Comment 1 Kamil Páral 2012-12-11 13:22:26 UTC
(In reply to comment #0)
> Issue 3) might cause seemingly random issues in the download process or even
> corrupted upgrades (how exactly fedup behaves when a single package is
> missing on the mirror, let's say Xserver)? That might be a borderline
> blocker I think.

Fortunately it seems fedup exits properly when a package can't be downloaded, I just simulated that:

> Downloading failed: Errors were encountered while downloading packages.
>   systemd-sysv-195-8.fc18.x86_64: failure: Packages/s/systemd-sysv-195-8.fc18.x86_64.rpm from cmdline-instrepo: [Errno 256] No more mirrors to try.
>   systemd-libs-195-8.fc18.x86_64: failure: Packages/s/systemd-libs-195-8.fc18.x86_64.rpm from cmdline-instrepo: [Errno 256] No more mirrors to try.
>   systemd-195-8.fc18.x86_64: failure: Packages/s/systemd-195-8.fc18.x86_64.rpm from cmdline-instrepo: [Errno 256] No more mirrors to try.
> [root@localhost ~]# echo $?
> 2

That means that issue 3) might not be a problem (but can't say for sure).

Comment 2 Will Woods 2012-12-11 20:30:27 UTC
Don't use download.fedoraproject.org.

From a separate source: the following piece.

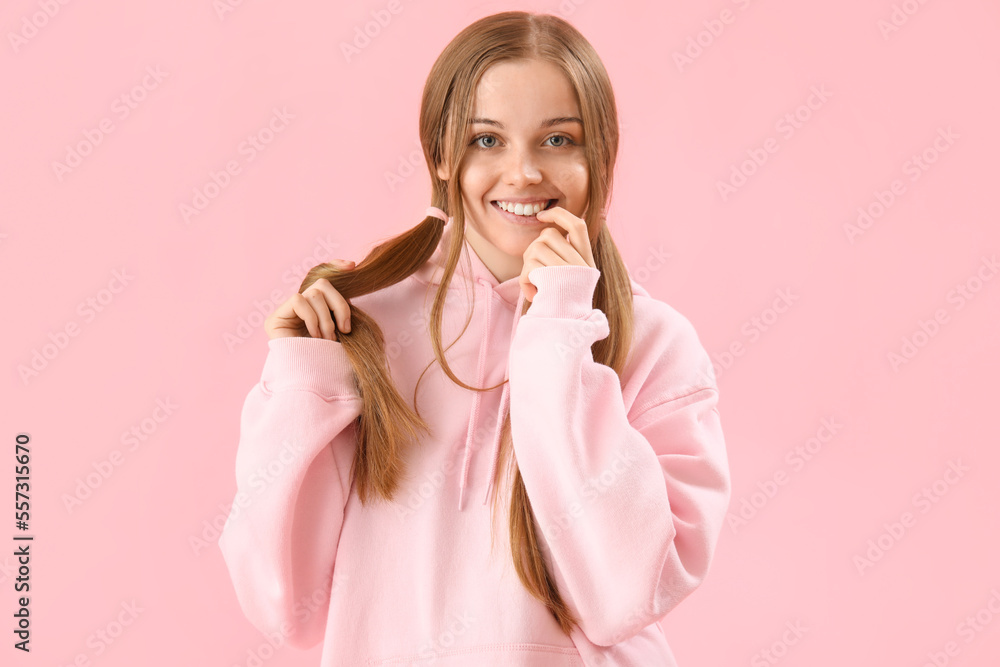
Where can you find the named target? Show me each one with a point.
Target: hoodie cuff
(311, 364)
(563, 291)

It's a round-robin redirect, not a mirrorlist, and it's not intended for this purpose.

It's useful for a single download of a single file, as long as you don't care which mirror you get. For multiple files (as you found out) it's horribly inefficient and error-prone.

Here's the deal: to rotate clients through the available mirrors, the redirector gives *one* of the possible mirror URLs, and explicitly sets "cache-control: no-cache". This forces the client to check again and get a new redirect (and possibly a new mirror) for every request. *This is by design*. 

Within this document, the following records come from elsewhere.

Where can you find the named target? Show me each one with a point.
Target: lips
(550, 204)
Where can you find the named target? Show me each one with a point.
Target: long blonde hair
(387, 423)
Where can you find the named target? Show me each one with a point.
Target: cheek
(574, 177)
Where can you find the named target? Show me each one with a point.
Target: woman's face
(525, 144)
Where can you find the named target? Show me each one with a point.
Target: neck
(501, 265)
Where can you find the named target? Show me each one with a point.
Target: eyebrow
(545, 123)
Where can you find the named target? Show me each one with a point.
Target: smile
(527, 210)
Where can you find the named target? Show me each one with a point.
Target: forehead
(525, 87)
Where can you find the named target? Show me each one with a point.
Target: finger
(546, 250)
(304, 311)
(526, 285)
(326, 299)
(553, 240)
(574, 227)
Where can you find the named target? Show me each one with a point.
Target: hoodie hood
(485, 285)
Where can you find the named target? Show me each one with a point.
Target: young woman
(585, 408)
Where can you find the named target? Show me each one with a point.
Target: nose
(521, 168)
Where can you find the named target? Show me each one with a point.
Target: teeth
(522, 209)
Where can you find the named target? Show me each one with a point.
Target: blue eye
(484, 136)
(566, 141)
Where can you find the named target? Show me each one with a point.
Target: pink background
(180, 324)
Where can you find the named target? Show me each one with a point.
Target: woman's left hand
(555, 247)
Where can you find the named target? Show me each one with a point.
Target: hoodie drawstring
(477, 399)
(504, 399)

In fact, this is the exact reason we have mirrorlists.

Under normal (non-test) circumstances, fedup should get a nice big mirrorlist from mirrormanager[1] and use that. Then it can pick the fastest mirror, skip known-broken mirrors, avoid repeated lookups, use site-specific mirrors when available, and generally work as you expect yum to work.

--instrepo, on the other hand, is only supposed to be used for testing purposes. Testers should provide the *actual* link to a *single* mirror URL they want to use.

And if you're not sure which single mirror to pick, you can do:
    curl -sI $ROUNDROBIN_URL | grep -i '^location:'
to get the URL the roundrobin would redirect you to.

[1] If memory serves, https://mirrors.fedoraproject.org/metalink?repo=fedora-install-$releasever&arch=$basearch was the URL that mdomsch/dgilmore proposed. It doesn't seem to be active as of this writing, though.

Comment 3 Kamil Páral 2012-12-12 10:01:30 UTC
I didn't know that --instrepo is intended just for test purposes. If it is not used for F18 Final and fedup supports mirrorlists, then this is definitely not an issue.